While I agree there are certain parts of our lives that can be shared too much and leave ourselves open to unnecessary judgement, managers and employees are humans and life happens around us whether we like it or not.
There are life issues we can’t control such as illness, caring for our young and old, divorce, etc. The last time I checked, there was no such thing as work-life balance and many progressive workplaces demonstrate and respect diversity and inclusion, empathy and are capable of being human with others.
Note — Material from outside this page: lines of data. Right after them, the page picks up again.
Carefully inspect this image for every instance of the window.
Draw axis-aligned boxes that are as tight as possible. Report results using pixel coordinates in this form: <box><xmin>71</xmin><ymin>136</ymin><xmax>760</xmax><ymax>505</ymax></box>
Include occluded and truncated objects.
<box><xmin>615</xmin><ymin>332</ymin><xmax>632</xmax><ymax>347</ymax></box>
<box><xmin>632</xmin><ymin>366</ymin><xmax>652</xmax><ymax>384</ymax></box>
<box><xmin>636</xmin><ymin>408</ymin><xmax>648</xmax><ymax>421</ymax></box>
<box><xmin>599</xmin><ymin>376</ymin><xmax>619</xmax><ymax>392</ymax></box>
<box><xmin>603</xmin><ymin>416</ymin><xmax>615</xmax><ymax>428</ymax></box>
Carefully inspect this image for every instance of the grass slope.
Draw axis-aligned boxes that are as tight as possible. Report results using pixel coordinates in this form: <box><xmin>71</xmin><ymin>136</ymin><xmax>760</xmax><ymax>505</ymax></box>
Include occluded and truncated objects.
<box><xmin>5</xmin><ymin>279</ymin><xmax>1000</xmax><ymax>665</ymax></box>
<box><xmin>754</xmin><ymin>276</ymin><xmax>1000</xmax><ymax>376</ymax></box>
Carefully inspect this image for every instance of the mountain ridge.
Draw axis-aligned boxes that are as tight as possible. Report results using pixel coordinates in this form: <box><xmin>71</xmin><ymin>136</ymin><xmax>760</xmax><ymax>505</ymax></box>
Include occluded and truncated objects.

Employees should not have to live under a veil of “shhh!” and fear being judged if they’re going through a serious personal issue. At the end of the day, if an employee is adding value, most reasonable managers won’t judge someone’s personal life as indicated in this post.
That’s issue #1.
As I proceeded to check out the bio of the writer, I learned that she’s a self-employed freelance writer who writes about niche topics like weddings, gaming, pets, women’s issues, technology, home decor, travel and tourism, apartment living, and personal finance. While that’s great, I’m trying to figure out how a freelance writer can be a credible source on how employees should, or should not behave in Corporate America.
That’s issue #2.
So before dropping her an email and asking about her experiences on this topic, I did something that Salary.com probably didn’t bother doing — a little due diligence. I found the writer’s profile on LinkedIn and while it seems there is some work experience in an office environment (I’m speculating based on the name of the position) she’s been a freelance writer and student for the last 9 years.
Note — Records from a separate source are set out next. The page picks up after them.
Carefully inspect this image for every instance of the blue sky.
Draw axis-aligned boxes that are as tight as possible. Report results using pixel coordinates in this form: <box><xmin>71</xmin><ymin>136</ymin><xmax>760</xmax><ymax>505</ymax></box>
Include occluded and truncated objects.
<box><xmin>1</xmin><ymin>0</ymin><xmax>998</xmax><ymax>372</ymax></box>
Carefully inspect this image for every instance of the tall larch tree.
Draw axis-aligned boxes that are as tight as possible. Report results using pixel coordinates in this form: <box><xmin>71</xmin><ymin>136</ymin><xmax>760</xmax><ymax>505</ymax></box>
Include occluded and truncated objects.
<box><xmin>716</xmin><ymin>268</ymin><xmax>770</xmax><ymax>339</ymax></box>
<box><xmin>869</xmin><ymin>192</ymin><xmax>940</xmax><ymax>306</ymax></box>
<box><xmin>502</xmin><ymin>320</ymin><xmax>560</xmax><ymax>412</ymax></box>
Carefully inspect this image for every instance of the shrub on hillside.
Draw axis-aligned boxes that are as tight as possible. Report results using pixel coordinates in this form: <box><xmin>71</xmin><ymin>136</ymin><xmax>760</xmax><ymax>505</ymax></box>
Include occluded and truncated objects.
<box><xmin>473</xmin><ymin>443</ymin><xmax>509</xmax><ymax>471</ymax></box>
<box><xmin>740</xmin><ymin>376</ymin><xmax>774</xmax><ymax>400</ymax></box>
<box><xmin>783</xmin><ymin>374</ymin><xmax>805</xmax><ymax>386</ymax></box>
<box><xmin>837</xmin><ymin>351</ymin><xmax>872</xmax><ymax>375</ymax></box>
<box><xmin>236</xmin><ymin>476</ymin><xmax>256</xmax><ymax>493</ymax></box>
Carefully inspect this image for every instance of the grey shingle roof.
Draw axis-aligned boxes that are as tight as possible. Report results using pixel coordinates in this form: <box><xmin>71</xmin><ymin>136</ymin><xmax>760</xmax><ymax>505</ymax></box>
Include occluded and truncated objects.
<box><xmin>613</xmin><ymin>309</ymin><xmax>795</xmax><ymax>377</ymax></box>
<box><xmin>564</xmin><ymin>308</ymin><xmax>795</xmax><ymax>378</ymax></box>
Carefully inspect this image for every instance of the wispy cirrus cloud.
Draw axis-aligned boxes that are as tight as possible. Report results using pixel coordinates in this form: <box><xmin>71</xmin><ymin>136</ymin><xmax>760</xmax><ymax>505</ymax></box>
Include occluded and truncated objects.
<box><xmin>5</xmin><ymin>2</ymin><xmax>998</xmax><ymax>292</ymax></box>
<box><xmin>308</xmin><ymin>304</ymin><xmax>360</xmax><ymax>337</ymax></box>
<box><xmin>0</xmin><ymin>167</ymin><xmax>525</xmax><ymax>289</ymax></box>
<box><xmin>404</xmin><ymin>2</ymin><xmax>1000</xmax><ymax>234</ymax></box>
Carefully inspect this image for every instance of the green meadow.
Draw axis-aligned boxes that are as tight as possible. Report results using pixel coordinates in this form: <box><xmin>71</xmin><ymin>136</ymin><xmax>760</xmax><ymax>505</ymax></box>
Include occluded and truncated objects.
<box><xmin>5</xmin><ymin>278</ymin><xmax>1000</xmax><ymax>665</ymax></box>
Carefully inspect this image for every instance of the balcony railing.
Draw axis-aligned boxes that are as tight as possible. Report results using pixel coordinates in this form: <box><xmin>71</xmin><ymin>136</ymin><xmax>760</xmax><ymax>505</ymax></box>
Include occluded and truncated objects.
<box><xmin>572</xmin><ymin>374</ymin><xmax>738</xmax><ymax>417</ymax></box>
As I shared the article and my
objective opinion about both of these issues on Facebook, a colleague of mine read it left a comment that was so golden and heartfelt that I have to share it:
Sing it Kimberly! This kind of insulting drivel might drive a little traffic to salary.com but anyone with two functional neurons can see how sick, misguided and backwards the advice is. BRING YOURSELF TO WORK!
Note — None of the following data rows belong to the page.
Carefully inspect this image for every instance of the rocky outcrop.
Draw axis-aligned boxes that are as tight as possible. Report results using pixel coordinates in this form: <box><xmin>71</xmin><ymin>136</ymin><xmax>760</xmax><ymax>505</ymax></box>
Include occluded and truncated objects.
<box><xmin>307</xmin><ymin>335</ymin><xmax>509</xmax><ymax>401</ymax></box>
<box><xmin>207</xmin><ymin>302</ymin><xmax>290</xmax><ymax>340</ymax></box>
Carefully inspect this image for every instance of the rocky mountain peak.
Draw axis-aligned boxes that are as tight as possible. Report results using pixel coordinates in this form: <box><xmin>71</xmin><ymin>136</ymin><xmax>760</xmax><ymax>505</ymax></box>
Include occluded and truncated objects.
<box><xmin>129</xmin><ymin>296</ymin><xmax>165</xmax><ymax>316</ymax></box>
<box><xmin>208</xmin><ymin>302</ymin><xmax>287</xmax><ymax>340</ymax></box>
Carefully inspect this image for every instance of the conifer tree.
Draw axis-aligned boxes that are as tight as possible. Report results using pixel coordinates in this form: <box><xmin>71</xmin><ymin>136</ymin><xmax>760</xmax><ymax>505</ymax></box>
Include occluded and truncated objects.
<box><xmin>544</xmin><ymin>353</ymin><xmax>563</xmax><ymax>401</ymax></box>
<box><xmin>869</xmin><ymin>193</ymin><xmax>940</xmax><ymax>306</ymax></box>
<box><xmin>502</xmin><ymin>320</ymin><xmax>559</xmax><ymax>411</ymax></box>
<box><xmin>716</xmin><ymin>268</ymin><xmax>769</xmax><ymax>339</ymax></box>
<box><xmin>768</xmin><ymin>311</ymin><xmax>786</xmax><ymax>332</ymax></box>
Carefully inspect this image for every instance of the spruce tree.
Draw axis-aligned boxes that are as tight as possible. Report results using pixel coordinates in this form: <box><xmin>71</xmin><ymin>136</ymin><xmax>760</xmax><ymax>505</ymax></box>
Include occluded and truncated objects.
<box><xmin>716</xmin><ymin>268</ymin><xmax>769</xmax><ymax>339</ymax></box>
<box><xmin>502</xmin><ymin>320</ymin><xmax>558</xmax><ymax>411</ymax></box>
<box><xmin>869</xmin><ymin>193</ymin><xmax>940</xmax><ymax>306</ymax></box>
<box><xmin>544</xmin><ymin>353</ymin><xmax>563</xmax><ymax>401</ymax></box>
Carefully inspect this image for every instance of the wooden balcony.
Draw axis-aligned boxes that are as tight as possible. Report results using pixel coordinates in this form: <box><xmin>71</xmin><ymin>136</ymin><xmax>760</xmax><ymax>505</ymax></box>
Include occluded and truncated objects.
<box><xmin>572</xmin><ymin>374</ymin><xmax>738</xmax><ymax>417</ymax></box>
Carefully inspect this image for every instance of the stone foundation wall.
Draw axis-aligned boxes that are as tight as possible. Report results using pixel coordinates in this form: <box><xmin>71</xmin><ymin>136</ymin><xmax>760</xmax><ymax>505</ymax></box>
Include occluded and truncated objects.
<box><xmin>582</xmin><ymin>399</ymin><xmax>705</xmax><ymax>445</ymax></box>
Gotta love that — bring YOURSELF to work!
Another colleague of mine got fired up and she reached out to the folks at Salary.com asking them to justify the qualification process for their writers. This was the response she received:
We have dozens of contributors from different backgrounds. And they often disagree, because a lot of these issues are opinion-based. For instance, some of our writers advise people in job interviews to never bring up money first, while others say that can work to your advantage. Some of our resume experts advocate a 1-page resume, while others say that’s antiquated. I understand you don’t agree with a lot of the points made in this article, and that’s fine. You’re not alone. That’s why we have a comment section which often results in an illuminating and informative discussion that helps people even more.
Now that’s a generic response circumventing a direct question. There is no process.
Doesn’t credibility matter when the writers you hire may not have relevant experience on the topic? If it’s simply an opinion, say so. I found it to be especially disappointing since Salary.com is a division of Kenexa — who has been around a long time and is a respectable staple in the HR tech world.
It’s impossible to know what the day-to-day management relationship is between Kenexa and Salary.com but from the outside looking in, Salary.com must be the red-headed stepchild of Kenexa because I have no doubt that credibility matters to Kenexa.
Writers and subject matter experts are not synonymous. It doesn’t even mean they have direct experience in what they’re writing about. Do your own due diligence.
And if you’re a writer, please use credible sources; share your own experiences or state that you’re sharing your opinion.
It’s the right thing to do for readers. My colleagues and I thank you in advance.